クラスカル法は、素集合データ構造を使い最小全域木の問題を解くアルゴリズムです。
全域木
ある無向グラフを考えた時、このグラフの全域木とは、グラフの頂点全てを使い構成される部分グラフで、木構造になるものです。
全域木(ぜんいきぎ、英: Spanning tree)、極大木(きょくだいき)、スパニング木、スパニングツリーとは、グラフ理論において、以下のように定義される木のことである。
グラフG(V,E) において T ⊆ E となる辺集合 T があるとき、グラフ S(V,T) が木(閉路を持たないグラフ)であるなら、 S(V,T) のことをグラフ G(V,E) の全域木であるとする。
つまり、あるグラフの全ての頂点とそのグラフを構成する辺の一部分のみで構成される木のことである。
出典: フリー百科事典『ウィキペディア(Wikipedia)』
一つのグラフの中には複数の全域木がある可能性があります。
例えば上のグラフで、緑色の線が全域木を構成していますが、(D, F) の辺は使わずに (E, F) や (F, G) の辺を使うことでも全域木を作ることができます。
最小全域木問題
最小全域木問題とは、全域木で辺に重みがある場合、複数の全域木の中で重みの総和が最小になる全域木を探す問題です。

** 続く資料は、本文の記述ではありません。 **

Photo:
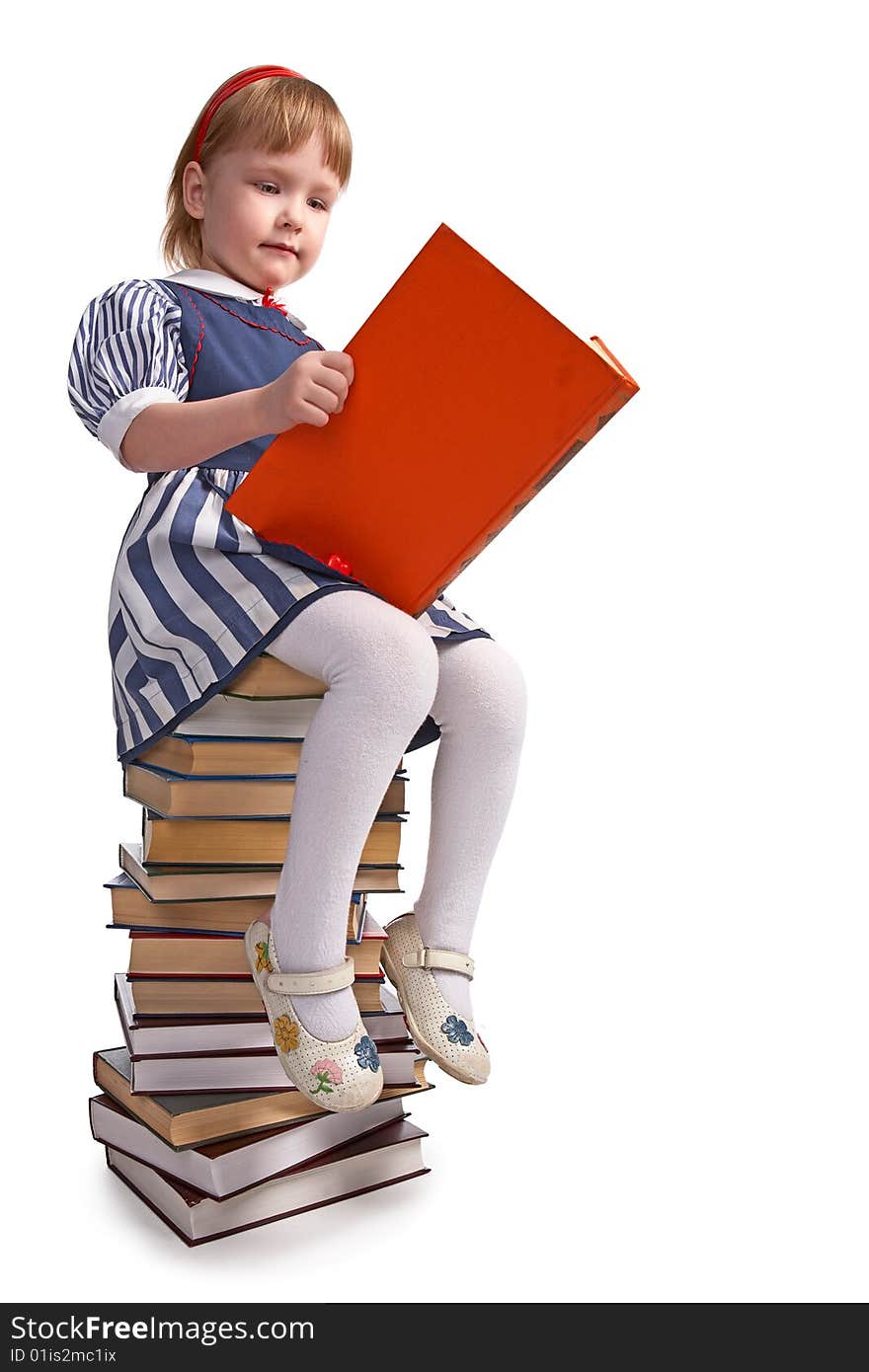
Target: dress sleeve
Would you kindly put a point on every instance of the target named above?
(126, 355)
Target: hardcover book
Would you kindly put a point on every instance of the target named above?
(467, 398)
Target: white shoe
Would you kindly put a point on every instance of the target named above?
(449, 1040)
(345, 1075)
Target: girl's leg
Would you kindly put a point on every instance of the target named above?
(481, 706)
(380, 670)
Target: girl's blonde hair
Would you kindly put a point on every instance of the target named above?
(274, 114)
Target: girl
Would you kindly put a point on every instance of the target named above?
(196, 595)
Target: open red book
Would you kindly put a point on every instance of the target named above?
(467, 398)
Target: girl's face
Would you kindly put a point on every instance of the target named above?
(254, 206)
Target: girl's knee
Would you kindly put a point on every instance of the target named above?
(482, 682)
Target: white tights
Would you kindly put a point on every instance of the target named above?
(383, 674)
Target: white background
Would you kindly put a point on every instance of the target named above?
(672, 946)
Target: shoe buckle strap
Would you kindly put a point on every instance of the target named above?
(443, 957)
(312, 982)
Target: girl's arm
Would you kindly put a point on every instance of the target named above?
(165, 436)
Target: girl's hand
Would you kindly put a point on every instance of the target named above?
(309, 391)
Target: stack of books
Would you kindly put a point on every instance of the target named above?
(197, 1112)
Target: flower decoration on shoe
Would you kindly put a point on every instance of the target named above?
(457, 1030)
(327, 1072)
(366, 1054)
(285, 1033)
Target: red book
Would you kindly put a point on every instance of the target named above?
(467, 398)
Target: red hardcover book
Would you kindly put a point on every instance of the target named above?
(467, 398)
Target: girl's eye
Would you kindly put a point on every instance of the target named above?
(270, 186)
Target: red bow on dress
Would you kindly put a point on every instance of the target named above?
(270, 299)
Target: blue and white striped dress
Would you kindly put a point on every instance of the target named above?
(196, 595)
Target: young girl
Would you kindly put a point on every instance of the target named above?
(196, 595)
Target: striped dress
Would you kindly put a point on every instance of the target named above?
(196, 594)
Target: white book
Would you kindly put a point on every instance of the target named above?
(155, 1040)
(235, 717)
(383, 1157)
(236, 1164)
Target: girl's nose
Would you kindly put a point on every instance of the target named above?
(292, 214)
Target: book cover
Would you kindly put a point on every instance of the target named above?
(450, 426)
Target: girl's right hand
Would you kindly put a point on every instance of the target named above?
(309, 391)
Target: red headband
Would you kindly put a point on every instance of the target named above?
(229, 88)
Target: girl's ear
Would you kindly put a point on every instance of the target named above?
(193, 190)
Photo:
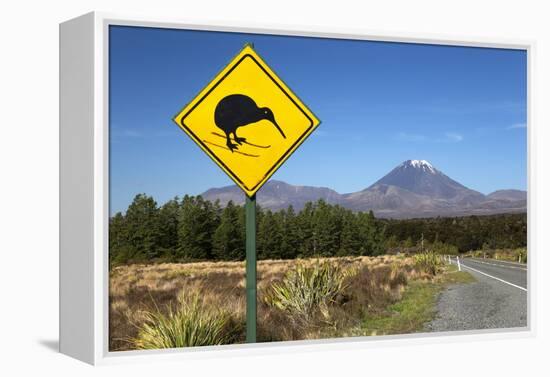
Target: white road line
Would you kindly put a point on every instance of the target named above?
(503, 261)
(498, 265)
(491, 276)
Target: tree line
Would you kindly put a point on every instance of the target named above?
(191, 228)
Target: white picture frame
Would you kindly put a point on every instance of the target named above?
(84, 190)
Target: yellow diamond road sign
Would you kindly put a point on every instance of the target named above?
(247, 120)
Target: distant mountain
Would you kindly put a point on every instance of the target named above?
(508, 195)
(413, 189)
(276, 195)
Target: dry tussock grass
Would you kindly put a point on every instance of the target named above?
(136, 288)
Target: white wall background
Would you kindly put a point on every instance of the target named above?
(29, 185)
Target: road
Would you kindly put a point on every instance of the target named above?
(497, 300)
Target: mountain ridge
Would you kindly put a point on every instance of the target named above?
(414, 188)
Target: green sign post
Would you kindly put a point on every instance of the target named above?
(251, 304)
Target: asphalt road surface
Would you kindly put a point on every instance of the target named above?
(498, 299)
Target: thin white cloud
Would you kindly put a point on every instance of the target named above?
(411, 137)
(454, 137)
(516, 126)
(449, 137)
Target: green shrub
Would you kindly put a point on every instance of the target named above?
(306, 289)
(429, 262)
(191, 323)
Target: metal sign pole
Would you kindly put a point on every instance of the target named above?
(251, 312)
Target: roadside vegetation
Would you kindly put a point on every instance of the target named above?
(193, 229)
(512, 255)
(177, 276)
(177, 305)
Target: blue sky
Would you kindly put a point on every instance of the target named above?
(461, 108)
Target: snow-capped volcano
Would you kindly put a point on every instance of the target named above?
(419, 164)
(420, 177)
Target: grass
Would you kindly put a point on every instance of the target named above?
(176, 305)
(416, 308)
(191, 323)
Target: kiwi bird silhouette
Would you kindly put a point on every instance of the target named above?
(238, 110)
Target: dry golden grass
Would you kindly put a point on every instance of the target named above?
(136, 288)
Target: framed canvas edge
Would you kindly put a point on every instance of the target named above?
(102, 21)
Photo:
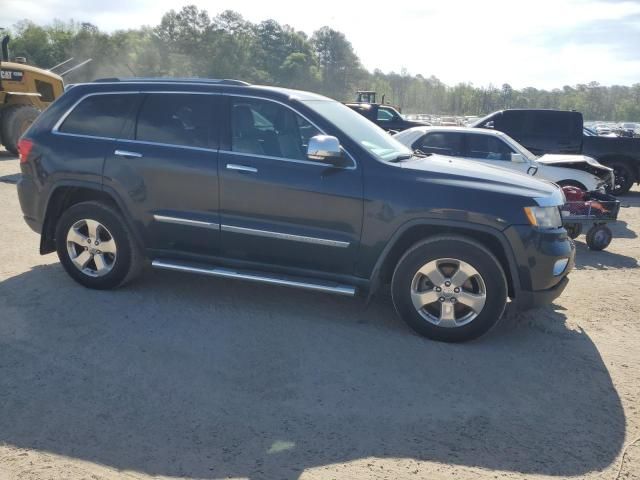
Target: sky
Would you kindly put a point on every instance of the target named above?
(539, 43)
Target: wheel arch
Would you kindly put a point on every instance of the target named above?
(415, 231)
(66, 194)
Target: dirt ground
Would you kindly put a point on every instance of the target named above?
(192, 377)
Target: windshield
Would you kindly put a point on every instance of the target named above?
(359, 129)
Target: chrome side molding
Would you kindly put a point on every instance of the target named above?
(269, 278)
(241, 168)
(186, 221)
(128, 154)
(285, 236)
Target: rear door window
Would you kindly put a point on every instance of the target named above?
(102, 115)
(262, 127)
(442, 143)
(176, 119)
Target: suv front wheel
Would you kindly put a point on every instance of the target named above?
(96, 247)
(449, 288)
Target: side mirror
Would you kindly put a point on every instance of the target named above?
(324, 148)
(518, 158)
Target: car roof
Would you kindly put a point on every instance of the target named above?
(436, 128)
(197, 85)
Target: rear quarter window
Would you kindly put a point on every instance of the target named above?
(176, 119)
(101, 115)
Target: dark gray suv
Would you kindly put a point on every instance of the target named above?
(285, 187)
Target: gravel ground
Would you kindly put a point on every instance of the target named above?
(187, 376)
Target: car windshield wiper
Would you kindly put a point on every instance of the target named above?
(406, 156)
(419, 153)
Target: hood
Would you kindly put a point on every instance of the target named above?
(469, 174)
(559, 160)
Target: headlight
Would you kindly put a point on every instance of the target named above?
(544, 217)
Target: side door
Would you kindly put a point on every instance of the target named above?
(441, 143)
(166, 169)
(277, 207)
(491, 150)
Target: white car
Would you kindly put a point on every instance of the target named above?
(500, 150)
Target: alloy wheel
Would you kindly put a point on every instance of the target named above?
(91, 248)
(448, 292)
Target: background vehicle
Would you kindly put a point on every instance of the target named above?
(269, 185)
(24, 92)
(384, 115)
(560, 131)
(498, 149)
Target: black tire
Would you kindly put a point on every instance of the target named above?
(15, 121)
(599, 237)
(573, 230)
(462, 249)
(572, 183)
(128, 261)
(624, 177)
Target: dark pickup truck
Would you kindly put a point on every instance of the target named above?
(385, 116)
(561, 131)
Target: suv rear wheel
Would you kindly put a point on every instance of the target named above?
(449, 288)
(96, 247)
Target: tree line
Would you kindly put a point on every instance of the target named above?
(191, 43)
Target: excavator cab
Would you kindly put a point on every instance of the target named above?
(25, 91)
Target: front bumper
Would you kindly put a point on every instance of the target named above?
(536, 252)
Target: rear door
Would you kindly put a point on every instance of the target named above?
(492, 151)
(277, 207)
(166, 167)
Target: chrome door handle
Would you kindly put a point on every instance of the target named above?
(241, 168)
(125, 153)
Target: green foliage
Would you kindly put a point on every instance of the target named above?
(189, 43)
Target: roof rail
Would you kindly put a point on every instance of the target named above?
(214, 81)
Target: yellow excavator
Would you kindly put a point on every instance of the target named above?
(25, 91)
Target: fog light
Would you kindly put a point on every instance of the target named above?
(559, 266)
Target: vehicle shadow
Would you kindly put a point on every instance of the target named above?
(601, 260)
(180, 375)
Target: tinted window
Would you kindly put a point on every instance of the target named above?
(261, 127)
(486, 147)
(442, 143)
(176, 119)
(99, 116)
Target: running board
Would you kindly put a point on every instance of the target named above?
(263, 277)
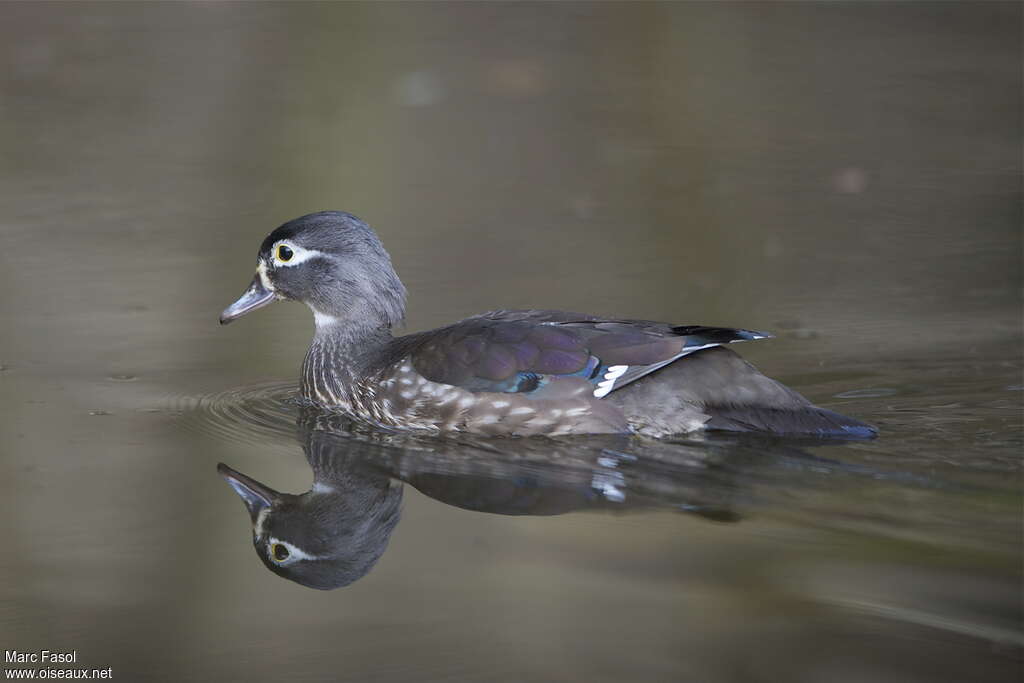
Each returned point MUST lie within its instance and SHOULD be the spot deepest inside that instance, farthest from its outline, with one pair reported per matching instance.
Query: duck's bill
(253, 494)
(255, 297)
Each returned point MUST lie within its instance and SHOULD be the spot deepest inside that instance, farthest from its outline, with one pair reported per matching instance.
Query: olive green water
(846, 175)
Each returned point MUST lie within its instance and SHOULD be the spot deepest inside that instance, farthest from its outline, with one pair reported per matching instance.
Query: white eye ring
(294, 554)
(299, 254)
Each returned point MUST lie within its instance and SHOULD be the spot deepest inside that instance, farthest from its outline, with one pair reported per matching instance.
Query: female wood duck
(508, 372)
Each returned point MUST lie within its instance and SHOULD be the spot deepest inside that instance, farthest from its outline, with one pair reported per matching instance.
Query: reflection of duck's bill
(255, 297)
(253, 494)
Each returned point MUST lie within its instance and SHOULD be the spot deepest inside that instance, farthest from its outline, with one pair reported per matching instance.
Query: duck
(509, 372)
(332, 535)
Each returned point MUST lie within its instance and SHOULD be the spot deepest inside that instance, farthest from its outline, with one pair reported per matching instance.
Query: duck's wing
(532, 351)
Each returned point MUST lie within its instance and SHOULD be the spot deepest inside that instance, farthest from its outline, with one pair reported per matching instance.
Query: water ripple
(249, 414)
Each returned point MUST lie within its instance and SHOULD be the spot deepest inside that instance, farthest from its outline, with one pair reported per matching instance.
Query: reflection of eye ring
(279, 552)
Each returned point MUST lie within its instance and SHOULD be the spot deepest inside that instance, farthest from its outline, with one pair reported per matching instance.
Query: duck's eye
(280, 552)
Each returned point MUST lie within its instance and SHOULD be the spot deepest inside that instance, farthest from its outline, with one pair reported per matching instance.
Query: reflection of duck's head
(326, 538)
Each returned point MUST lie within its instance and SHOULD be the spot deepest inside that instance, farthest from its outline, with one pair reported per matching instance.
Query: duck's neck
(340, 355)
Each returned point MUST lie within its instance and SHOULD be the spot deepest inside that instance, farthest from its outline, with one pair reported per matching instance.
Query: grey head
(327, 538)
(334, 263)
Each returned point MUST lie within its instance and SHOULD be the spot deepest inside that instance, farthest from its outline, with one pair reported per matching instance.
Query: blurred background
(847, 175)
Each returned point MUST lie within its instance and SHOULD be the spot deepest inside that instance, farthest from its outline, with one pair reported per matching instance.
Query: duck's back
(541, 372)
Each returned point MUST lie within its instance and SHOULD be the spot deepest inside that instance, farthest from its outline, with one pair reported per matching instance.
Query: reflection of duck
(522, 372)
(335, 532)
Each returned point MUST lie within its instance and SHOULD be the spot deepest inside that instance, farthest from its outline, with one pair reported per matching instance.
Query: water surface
(845, 175)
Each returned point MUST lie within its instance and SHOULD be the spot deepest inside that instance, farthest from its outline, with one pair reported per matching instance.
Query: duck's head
(326, 538)
(334, 263)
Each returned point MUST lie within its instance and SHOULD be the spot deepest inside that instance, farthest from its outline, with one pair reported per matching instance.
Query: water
(847, 176)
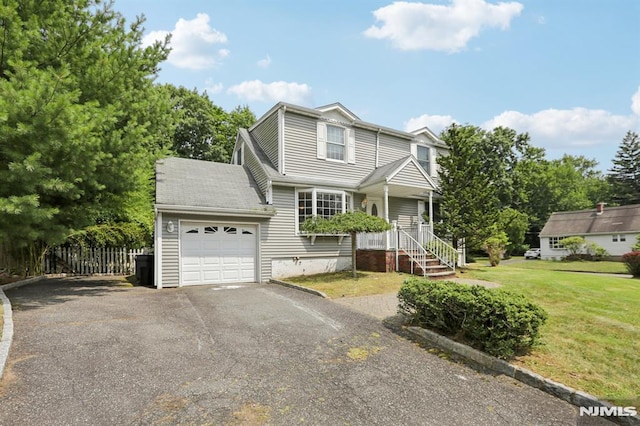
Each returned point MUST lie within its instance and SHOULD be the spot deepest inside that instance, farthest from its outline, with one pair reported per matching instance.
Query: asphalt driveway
(90, 351)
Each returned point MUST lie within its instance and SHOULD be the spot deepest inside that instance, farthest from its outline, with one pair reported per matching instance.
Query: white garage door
(217, 253)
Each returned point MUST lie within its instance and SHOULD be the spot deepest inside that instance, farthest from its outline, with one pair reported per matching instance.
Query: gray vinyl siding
(171, 247)
(266, 134)
(301, 159)
(280, 239)
(170, 253)
(258, 174)
(410, 176)
(392, 148)
(404, 210)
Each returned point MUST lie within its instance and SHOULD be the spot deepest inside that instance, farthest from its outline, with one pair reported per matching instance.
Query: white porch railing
(422, 234)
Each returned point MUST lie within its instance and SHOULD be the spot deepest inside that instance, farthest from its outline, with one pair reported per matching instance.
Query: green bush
(632, 262)
(500, 323)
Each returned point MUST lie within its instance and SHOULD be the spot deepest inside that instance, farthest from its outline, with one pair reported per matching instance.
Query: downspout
(377, 147)
(431, 210)
(158, 250)
(281, 144)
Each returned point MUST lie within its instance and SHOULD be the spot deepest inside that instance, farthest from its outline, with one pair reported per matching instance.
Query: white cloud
(276, 91)
(265, 63)
(436, 123)
(193, 43)
(213, 88)
(418, 26)
(635, 102)
(566, 128)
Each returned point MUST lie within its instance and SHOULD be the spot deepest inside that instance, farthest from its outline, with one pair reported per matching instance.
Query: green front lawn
(607, 267)
(591, 340)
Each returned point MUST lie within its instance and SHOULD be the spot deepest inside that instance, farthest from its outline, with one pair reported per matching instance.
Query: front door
(375, 207)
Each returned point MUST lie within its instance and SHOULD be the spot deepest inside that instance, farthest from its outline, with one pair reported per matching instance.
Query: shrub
(495, 247)
(497, 322)
(632, 262)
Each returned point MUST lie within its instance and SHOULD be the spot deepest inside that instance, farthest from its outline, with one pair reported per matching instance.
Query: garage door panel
(214, 253)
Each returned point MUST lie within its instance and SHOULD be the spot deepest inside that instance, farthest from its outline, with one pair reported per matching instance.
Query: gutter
(168, 208)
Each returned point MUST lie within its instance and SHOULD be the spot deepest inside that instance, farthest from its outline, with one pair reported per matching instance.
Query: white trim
(281, 154)
(176, 209)
(257, 261)
(157, 252)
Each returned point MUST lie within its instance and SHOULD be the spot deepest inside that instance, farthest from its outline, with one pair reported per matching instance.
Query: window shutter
(351, 146)
(321, 142)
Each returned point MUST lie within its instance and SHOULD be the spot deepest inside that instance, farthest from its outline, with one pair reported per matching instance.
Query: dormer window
(336, 143)
(423, 154)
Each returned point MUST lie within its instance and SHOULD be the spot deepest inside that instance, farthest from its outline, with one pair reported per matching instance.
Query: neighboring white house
(613, 228)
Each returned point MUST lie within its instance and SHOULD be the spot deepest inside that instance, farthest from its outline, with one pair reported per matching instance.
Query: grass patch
(605, 267)
(592, 337)
(342, 284)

上と同じグラフですが、緑色の線は最小全域木となっています。
もし辺を入れ替えて別の全域木を構成すると、重みの総和が大きくなってしまいます。
最小全域木の問題は、辺の重みが均一であれば幅優先探索、辺の重みが均一でない場合は貪欲法であるクラスカル法やプリム法で解くことができます。
クラスカル法
クラスカル法(英: Kruskal’s algorithm)は、グラフ理論において重み付き連結グラフの最小全域木を求める最適化問題のアルゴリズムである。
出典: フリー百科事典『ウィキペディア(Wikipedia)』
クラスカル法では、まず辺を重みによりソートします。例えばクイックソートを使えば、\( O (E \log E) \)で行えます。重みが最小の辺を取り出せばよいので、ヒープを使った重みによる優先度付きキューでも同様の計算量で必要な処理を行えます。
次に、一番小さい重みの辺から全域木に加えていきますが、もし閉路ができてしまうと全域木ではなくなってしまいます。ここで素集合データ構造を使うことで、閉路になるかどうかの検討が効率的に行えます。一回で1辺、つまり2頂点ずつどの木に属しているかを確認し、異なる木に属している場合は統合を行いますが、これらの操作は素集合データ構造で\( O ( \alpha (V) )\)で行えます。これを全ての辺で検討するので\( O ( \alpha (V) \times \log V ) \)で行えます。
よって、クラスカル法の計算量は \( O (E \log E) \) になります。
計算量のちゃんとした説明は以下がわかりやすいです。
クラスカル法の正しさの証明は以下。
クラスカル法の疑似コード
素集合データ構造を使ったクラスカル法の疑似コードは以下のようになります。
algorithm Kruskal(G) is A := ∅ for each v ∈ G.V do MAKE-SET(v) for each (u, v) in G.E ordered by weight(u, v), increasing do if FIND-SET(u) ≠ FIND-SET(v) then A := A ∪ {(u, v)} UNION(FIND-SET(u), FIND-SET(v)) return A
下のグラフで具体的に考えます。
辺は重みでソートし、また頂点を素集合データ構造で保持します。
(A, D) は同じ集合に含まれない(つまり木にしても閉路にはならない)ので (A, D) で木を作り、集合を統合します。
(C, E) は同じ集合に含まれないので、(C, E) で木を作り、集合を統合します。
(D, F) は同じ集合に含まれないので、(A, D, F) で木を作り、集合を統合します。
同様に、(A, B)、(B, E) を処理すると下のような状態になります。
この状態で重み 8 の(B, C) (E, F) 重み 9 の (B, D) を検討すると、既に全て同じ集合に属しているので木を作ることができません。つなげると閉路になってしまいます。
(E, G) であれば違う集合に属しているので木を作ることが出来ます。
最後、(F, G) は同じ集合に属しているので木を作ることは出来ません。
アルゴリズムは終了します。
最小全域木は緑の線でつながれたもので重さは 39 です。